Très empathique, il couve ses joueuses qui traversent des zones de turbulences sur le plan familial, comme sa capitaine Steph Houghton, dont le mari suit un traitement lourd pour une maladie neuronale. « On est comme une famille », a déclaré le sélectionneur avant l’entrée en lice de son équipe contre l’Ecosse.

« Pas toujours simple pour un entraîneur masculin »

Après le limogeage de son prédécesseur, la FA l’a contraint à suivre un protocole très strict dans ses relations avec ses joueuses : il est toujours accompagné d’un membre de son staff lors des entretiens individuels, n’est pas autorisé à rester dans le vestiaire.

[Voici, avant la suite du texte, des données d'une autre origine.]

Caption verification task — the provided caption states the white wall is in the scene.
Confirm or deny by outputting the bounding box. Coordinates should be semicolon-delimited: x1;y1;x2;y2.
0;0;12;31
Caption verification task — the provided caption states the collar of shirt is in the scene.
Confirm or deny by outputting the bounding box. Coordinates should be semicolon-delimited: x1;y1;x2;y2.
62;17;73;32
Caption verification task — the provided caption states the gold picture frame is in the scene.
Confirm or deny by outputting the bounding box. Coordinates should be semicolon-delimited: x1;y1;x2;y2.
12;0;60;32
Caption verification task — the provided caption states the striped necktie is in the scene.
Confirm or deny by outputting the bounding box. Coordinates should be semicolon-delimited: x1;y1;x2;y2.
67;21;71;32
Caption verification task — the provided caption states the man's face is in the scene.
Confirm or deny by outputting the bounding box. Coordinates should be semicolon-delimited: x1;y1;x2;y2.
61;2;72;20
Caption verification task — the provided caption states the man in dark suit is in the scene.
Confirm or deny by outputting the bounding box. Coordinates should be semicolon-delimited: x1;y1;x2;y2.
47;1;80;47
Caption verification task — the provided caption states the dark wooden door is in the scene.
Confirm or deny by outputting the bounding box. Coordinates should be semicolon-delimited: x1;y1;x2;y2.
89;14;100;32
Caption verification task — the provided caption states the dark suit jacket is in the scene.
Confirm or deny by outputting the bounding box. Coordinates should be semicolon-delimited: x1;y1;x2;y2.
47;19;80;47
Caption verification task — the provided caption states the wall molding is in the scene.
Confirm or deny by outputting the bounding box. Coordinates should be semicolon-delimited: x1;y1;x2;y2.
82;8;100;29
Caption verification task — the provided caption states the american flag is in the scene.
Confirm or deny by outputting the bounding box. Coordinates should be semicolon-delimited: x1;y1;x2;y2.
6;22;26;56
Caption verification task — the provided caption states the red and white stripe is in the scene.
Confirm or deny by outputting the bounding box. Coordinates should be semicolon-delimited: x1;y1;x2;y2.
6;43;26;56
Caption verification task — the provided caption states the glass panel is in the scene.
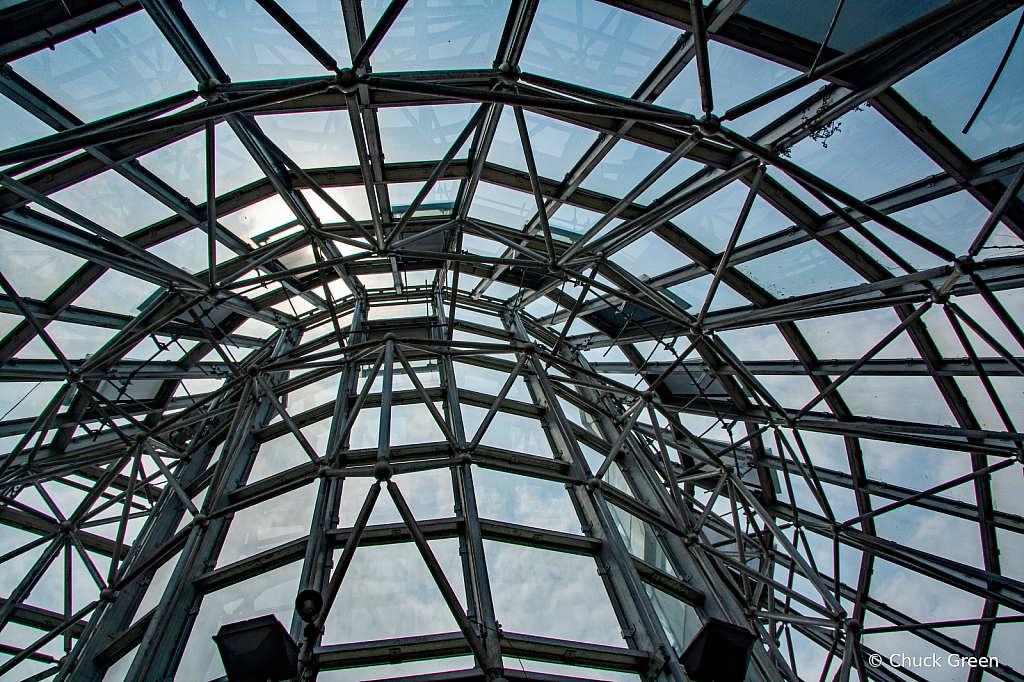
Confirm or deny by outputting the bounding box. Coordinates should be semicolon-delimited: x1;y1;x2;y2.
473;467;581;535
487;106;597;181
839;376;956;426
657;40;823;135
548;204;623;240
340;469;455;527
791;103;942;199
736;242;864;298
519;0;680;97
455;358;532;401
643;584;702;655
217;483;317;565
323;536;466;644
462;404;552;457
611;232;692;278
139;123;263;200
582;137;702;204
257;111;359;168
380;102;477;163
985;614;1024;667
895;9;1024;159
387;180;459;215
174;561;302;682
361;0;510;72
871;499;985;569
0;381;60;421
148;227;234;272
103;646;138;682
741;0;943;52
0;230;85;300
798;308;920;359
218;191;295;246
316;656;474;682
864;559;984;638
182;0;331;81
12;11;196;121
15;322;117;359
675;180;793;253
468;182;537;228
483;540;624;646
0;97;56;150
75;268;156;316
50;170;172;236
669;274;751;311
716;323;797;360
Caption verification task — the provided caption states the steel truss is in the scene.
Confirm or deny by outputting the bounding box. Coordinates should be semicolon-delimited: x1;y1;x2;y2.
0;0;1024;682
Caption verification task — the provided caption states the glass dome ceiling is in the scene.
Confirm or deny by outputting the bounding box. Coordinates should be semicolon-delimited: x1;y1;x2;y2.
0;0;1024;682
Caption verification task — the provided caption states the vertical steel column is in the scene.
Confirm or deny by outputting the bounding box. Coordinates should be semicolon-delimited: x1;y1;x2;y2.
291;298;367;642
54;378;258;682
574;355;780;682
432;292;505;675
125;327;302;682
503;311;687;682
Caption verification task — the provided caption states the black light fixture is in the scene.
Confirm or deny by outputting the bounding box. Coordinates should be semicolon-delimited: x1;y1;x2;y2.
679;619;757;682
295;589;324;623
213;615;299;682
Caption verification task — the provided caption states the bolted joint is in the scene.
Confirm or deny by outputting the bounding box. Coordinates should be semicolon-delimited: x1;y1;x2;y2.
697;114;722;137
335;67;359;94
197;78;221;102
374;460;394;481
498;61;522;85
953;256;976;274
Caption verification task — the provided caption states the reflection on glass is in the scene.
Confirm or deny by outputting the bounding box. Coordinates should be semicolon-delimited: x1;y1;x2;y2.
894;9;1024;159
380;105;477;163
182;0;327;81
473;468;581;535
519;0;680;97
643;584;702;655
139;123;262;205
0;230;85;300
487;106;597;181
50;170;171;237
462;404;552;457
483;540;624;646
736;242;864;298
11;11;196;122
217;483;317;565
740;0;944;52
324;536;466;644
361;0;510;72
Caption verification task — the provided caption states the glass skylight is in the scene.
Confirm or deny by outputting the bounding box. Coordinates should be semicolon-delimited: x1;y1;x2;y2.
0;0;1024;682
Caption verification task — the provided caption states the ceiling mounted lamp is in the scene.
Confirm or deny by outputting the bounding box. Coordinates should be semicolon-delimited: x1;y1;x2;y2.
213;615;299;682
679;619;758;682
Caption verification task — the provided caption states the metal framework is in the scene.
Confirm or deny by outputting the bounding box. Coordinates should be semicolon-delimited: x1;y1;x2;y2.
0;0;1024;682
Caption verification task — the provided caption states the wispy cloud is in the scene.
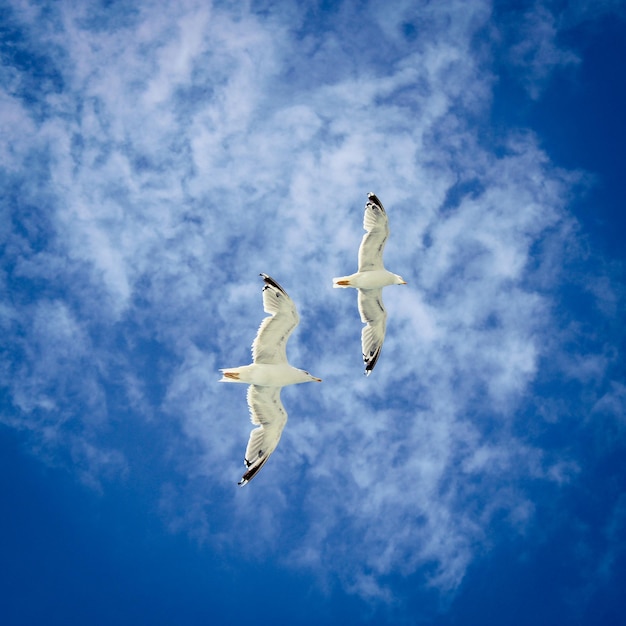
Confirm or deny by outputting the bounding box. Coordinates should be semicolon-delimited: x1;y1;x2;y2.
0;2;623;598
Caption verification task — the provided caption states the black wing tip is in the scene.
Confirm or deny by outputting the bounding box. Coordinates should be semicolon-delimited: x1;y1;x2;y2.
259;273;287;295
237;454;270;487
363;346;383;376
367;191;385;213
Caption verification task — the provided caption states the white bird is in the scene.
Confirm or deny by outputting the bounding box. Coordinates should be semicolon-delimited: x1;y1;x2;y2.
333;193;406;376
219;274;322;485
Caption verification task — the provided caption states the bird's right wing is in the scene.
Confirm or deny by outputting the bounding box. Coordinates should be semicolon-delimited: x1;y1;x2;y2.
239;385;287;486
359;193;389;272
252;274;300;363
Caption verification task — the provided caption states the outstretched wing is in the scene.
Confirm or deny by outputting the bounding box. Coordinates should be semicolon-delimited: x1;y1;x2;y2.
252;274;300;363
358;289;387;376
359;193;389;272
239;385;287;486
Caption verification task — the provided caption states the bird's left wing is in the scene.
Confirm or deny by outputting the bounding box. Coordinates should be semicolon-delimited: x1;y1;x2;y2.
358;289;387;376
359;193;389;272
239;385;287;486
252;274;300;363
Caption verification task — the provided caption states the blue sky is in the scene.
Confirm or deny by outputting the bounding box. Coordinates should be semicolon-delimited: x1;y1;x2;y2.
0;0;626;625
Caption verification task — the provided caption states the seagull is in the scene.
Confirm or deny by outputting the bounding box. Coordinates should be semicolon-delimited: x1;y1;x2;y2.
333;192;406;376
219;274;322;486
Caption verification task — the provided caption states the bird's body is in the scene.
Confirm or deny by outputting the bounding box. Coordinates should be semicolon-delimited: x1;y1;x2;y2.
333;193;406;376
220;274;321;485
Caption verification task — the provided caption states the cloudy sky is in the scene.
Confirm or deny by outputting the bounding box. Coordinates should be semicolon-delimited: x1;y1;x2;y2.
0;0;626;625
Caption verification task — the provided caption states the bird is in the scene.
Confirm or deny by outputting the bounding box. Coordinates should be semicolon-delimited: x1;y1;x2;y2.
219;274;322;486
333;192;406;376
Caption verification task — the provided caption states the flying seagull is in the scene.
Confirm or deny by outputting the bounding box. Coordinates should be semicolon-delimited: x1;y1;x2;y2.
333;193;406;376
220;274;322;486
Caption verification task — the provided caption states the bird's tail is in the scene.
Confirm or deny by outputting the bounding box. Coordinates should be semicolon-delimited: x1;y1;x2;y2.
333;276;352;288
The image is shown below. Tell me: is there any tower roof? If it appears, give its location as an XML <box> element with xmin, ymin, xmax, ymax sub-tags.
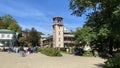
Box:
<box><xmin>53</xmin><ymin>16</ymin><xmax>63</xmax><ymax>20</ymax></box>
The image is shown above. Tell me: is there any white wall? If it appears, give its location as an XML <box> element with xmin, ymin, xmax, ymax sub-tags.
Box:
<box><xmin>0</xmin><ymin>33</ymin><xmax>13</xmax><ymax>39</ymax></box>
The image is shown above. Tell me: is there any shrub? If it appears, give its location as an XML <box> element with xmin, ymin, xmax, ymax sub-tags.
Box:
<box><xmin>105</xmin><ymin>54</ymin><xmax>120</xmax><ymax>68</ymax></box>
<box><xmin>83</xmin><ymin>51</ymin><xmax>93</xmax><ymax>57</ymax></box>
<box><xmin>41</xmin><ymin>48</ymin><xmax>62</xmax><ymax>56</ymax></box>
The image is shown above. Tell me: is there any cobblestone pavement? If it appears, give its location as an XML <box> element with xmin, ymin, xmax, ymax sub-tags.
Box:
<box><xmin>0</xmin><ymin>52</ymin><xmax>106</xmax><ymax>68</ymax></box>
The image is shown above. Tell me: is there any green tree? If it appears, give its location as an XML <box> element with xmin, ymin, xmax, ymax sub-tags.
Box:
<box><xmin>70</xmin><ymin>0</ymin><xmax>120</xmax><ymax>54</ymax></box>
<box><xmin>74</xmin><ymin>26</ymin><xmax>96</xmax><ymax>45</ymax></box>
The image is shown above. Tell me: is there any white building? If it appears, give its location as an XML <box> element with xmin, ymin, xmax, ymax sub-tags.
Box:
<box><xmin>0</xmin><ymin>29</ymin><xmax>17</xmax><ymax>47</ymax></box>
<box><xmin>41</xmin><ymin>17</ymin><xmax>74</xmax><ymax>48</ymax></box>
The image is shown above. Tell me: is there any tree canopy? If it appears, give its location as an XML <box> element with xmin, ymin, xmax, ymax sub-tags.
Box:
<box><xmin>0</xmin><ymin>15</ymin><xmax>21</xmax><ymax>33</ymax></box>
<box><xmin>70</xmin><ymin>0</ymin><xmax>120</xmax><ymax>54</ymax></box>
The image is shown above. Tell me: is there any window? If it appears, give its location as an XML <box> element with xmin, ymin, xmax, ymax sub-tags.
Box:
<box><xmin>1</xmin><ymin>34</ymin><xmax>5</xmax><ymax>38</ymax></box>
<box><xmin>59</xmin><ymin>44</ymin><xmax>61</xmax><ymax>47</ymax></box>
<box><xmin>59</xmin><ymin>31</ymin><xmax>60</xmax><ymax>35</ymax></box>
<box><xmin>58</xmin><ymin>38</ymin><xmax>60</xmax><ymax>42</ymax></box>
<box><xmin>59</xmin><ymin>26</ymin><xmax>60</xmax><ymax>29</ymax></box>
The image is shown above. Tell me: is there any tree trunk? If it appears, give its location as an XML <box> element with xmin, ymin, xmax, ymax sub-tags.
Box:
<box><xmin>109</xmin><ymin>37</ymin><xmax>114</xmax><ymax>55</ymax></box>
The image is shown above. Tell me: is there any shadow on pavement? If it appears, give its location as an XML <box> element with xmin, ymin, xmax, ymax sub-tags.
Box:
<box><xmin>94</xmin><ymin>63</ymin><xmax>104</xmax><ymax>68</ymax></box>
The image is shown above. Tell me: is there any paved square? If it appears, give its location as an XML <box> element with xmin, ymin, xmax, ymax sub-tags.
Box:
<box><xmin>0</xmin><ymin>52</ymin><xmax>106</xmax><ymax>68</ymax></box>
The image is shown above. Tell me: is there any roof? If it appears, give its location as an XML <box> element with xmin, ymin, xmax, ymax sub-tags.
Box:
<box><xmin>0</xmin><ymin>29</ymin><xmax>15</xmax><ymax>33</ymax></box>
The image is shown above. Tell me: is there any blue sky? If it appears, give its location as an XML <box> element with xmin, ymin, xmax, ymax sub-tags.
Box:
<box><xmin>0</xmin><ymin>0</ymin><xmax>86</xmax><ymax>34</ymax></box>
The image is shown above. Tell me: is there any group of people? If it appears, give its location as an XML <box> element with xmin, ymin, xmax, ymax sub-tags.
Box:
<box><xmin>4</xmin><ymin>46</ymin><xmax>38</xmax><ymax>54</ymax></box>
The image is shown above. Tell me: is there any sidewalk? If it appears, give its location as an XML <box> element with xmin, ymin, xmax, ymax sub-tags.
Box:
<box><xmin>0</xmin><ymin>52</ymin><xmax>105</xmax><ymax>68</ymax></box>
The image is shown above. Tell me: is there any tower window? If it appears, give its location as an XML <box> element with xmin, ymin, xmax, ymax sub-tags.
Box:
<box><xmin>58</xmin><ymin>38</ymin><xmax>60</xmax><ymax>42</ymax></box>
<box><xmin>59</xmin><ymin>31</ymin><xmax>60</xmax><ymax>35</ymax></box>
<box><xmin>59</xmin><ymin>26</ymin><xmax>60</xmax><ymax>29</ymax></box>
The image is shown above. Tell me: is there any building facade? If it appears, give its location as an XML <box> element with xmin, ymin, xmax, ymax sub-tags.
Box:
<box><xmin>0</xmin><ymin>29</ymin><xmax>17</xmax><ymax>47</ymax></box>
<box><xmin>41</xmin><ymin>17</ymin><xmax>74</xmax><ymax>48</ymax></box>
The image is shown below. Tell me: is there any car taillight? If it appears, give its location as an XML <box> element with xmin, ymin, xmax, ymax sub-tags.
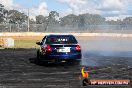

Au coup de sifflet final contre le Japon, les spectateurs niçois ont pu voir le sélectionneur réunir ses troupes afin de les féliciter et leur donner des éléments de langage avant leur passage en zone mixte, l’espace dévolu aux échanges entre les joueuses et les journalistes. « De toute façon, ce n’est pas toujours simple pour un entraîneur masculin d’entrer dans un vestiaire de filles, donc je profite de ce moment pour faire passer mes messages », a-t-il précisé.

Sa sœur jumelle Tracey, ancienne « star » de netball (un dérivé du basket), et sélectionneuse de l’équipe féminine anglaise de ce sport depuis 2015, lui a notamment conseillé « de traiter ses joueuses comme il traiterait des hommes. » « Si nous ne répondons pas à ses attentes, il nous le dit toujours », insiste Steph Houghton.

En plein état de grâce, Phil Neville rêve désormais de hisser à nouveau l’Angleterre sur le podium mondial.